O professor Bento lembrou que três grandes problemas da população idosa, apontados nas modernas pesquisas de gerontologia, estão diretamente ligados ao modelo de moradia: a solidão, o sentimento de desamparo e o tédio.

“E a cohousing é, comprovadamente, uma maravilha para resolver esses problemas”, afirmou.

Até porque, lembrou Bento, uma importante mudança verificada na Revolução da Longevidade em curso é o tempo muito mais longo de vida ativa dos idosos, que “ainda têm muita vida a contribuir com a sociedade”. Ao mesmo tempo, com o aumento da mobilidade, é cada vez mais frequente o número de idosos ou de casais de idosos que vivem longe dos filhos.

“Antigamente os filhos estavam por perto, hoje não.

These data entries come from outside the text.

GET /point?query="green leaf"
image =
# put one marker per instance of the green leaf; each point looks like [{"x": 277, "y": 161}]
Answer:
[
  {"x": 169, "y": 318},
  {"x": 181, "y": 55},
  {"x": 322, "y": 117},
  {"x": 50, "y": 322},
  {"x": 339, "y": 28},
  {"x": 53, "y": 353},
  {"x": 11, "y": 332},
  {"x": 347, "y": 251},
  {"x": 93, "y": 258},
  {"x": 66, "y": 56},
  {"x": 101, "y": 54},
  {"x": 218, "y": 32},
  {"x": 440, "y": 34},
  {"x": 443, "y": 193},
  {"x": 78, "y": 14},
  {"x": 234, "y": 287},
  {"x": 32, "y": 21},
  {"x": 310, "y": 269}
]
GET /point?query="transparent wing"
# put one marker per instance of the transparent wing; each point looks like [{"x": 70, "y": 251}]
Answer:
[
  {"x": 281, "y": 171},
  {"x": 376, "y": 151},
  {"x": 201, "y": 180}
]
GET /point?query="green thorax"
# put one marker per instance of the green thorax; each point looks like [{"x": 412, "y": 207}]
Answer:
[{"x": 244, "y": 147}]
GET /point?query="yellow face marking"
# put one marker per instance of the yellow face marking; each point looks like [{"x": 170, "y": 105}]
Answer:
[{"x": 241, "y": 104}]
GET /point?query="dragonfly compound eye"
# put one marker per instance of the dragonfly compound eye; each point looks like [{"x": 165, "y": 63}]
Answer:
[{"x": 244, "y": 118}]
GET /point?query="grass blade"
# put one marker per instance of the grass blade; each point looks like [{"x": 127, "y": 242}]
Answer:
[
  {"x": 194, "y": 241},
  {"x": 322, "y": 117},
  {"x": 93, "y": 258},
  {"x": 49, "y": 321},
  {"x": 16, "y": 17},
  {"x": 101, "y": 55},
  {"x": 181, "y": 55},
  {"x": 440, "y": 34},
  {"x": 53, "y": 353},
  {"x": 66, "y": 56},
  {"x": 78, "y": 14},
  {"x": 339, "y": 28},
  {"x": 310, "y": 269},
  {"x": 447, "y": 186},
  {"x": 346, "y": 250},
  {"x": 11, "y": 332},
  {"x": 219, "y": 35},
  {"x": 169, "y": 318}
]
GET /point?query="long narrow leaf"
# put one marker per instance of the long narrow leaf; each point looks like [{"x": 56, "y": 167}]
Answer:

Estatísticas de vários países mostram que 70% das mulheres com idade mais avançada, nos próximos anos, vão viver sozinhas. A comunidade é muito maior que a família e é lá que está resposta”, afirmou.

RESPOSTA DO SÉCULO XXI À MUDANÇA NA VIDA DO IDOSO
Pesquisas recentes apontam que os idosos modernos, de diferentes países, têm pelo menos quatro pontos comuns muito fortes no que se refere à questão da moradia:
– Querem continuar morando em suas casas até o final da vida.
– Não querem se mudar para a casa dos filhos.
– Não querem ser colocados em instituições para idosos.
– Querem manter sua autonomia e independência.

“Uma análise mais detalhada mostra: eu quero continuar morando em minha casa até o final da minha vida, mas essa não é necessariamente a casa na qual eu moro hoje. É comum a seguinte avaliação: continuar morando na casa que eu moro até hoje não é a melhor opção, aliás, é uma péssima opção. À medida que a gente vai envelhecendo, aquela casa fica grande demais, perigosa demais e mais dispendiosa do que deveria”, ponderou. Afinal, as casas onde a maioria dos idosos mora hoje foram construídas para outra época, a da criação e convivência com os filhos.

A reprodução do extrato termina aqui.